The Saturn system went through equinox – when the Sun lies directly over a planet's equator and seasons change – in August 2009 (a year at Saturn is almost 30 Earth years). Years of Cassini observations suggest that Titan's global atmospheric circulation pattern responds to the changes in solar illumination and is influenced by the atmosphere and the surface.

Cassini found the surface temperature responds more rapidly to sunlight changes than does the thick atmosphere and the changing circulation pattern this brought about produced clouds in Titan's equatorial region.

Clouds on Titan are formed of methane, as part of an Earth-like cycle that uses methane instead of water. On Titan, methane fills lakes on the surface, saturates clouds in the atmosphere, and falls as rain.

Though there is evidence that liquids have flowed on the surface at Titan's equator in the past, liquid hydrocarbons, such as methane and ethane, had only been observed on the surface in lakes at polar latitudes.

The vast expanses of dunes that dominate Titan's equatorial regions need an arid climate. Scientists suspected that clouds might appear at Titan's equatorial latitudes as spring in the northern hemisphere progressed.
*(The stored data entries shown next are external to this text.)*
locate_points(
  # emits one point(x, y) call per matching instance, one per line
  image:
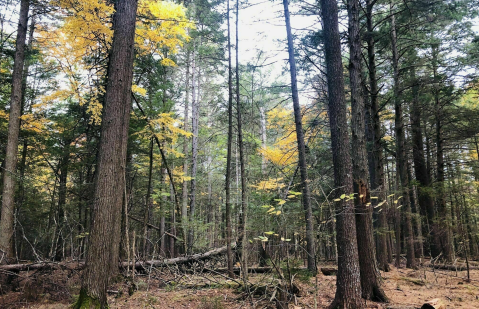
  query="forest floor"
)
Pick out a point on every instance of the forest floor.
point(406, 288)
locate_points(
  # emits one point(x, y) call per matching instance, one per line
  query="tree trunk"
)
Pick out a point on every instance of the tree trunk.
point(370, 277)
point(103, 252)
point(401, 153)
point(378, 181)
point(195, 113)
point(426, 201)
point(242, 240)
point(184, 207)
point(229, 232)
point(306, 198)
point(443, 220)
point(146, 216)
point(348, 284)
point(8, 195)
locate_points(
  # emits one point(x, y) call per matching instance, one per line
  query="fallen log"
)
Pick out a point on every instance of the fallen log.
point(138, 265)
point(435, 303)
point(155, 228)
point(453, 267)
point(237, 270)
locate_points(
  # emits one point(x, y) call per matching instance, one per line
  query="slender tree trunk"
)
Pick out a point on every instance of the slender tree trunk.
point(184, 206)
point(426, 201)
point(195, 113)
point(306, 198)
point(444, 229)
point(103, 252)
point(348, 284)
point(241, 243)
point(378, 182)
point(401, 153)
point(146, 217)
point(229, 232)
point(9, 178)
point(370, 277)
point(263, 140)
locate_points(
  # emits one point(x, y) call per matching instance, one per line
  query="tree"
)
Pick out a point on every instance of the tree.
point(9, 180)
point(103, 251)
point(348, 284)
point(401, 157)
point(229, 232)
point(370, 277)
point(306, 199)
But they weren’t sure if dry channels previously observed were cut by seasonal rains or remained from an earlier, wetter climate.

An arrow-shaped storm (see picture above) appeared in the equatorial regions on Sept. 27, 2010 -- the equivalent of early April in Titan's "year" -- and a broad band of clouds appeared the next month. Over the next few months, Cassini captured short-lived surface changes visible in images of Titan's surface.

A 500,000km2 region along the southern boundary of Titan's Belet dune field had become darker (see before and after pictures, left). Scientists compared the images to data from other instruments and ruled out other possible causes for the surface changes. They concluded that change in brightness is most likely the result of surface wetting by methane rain.

These observations suggest that recent weather on Titan is similar to the Earth's tropics. In tropical regions, Earth receives its most direct sunlight, creating a band of rising motion and rain clouds that encircle the planet. The methane rainfalls may be the Titan equivalent of what creates Earth's tropical rainforest climates.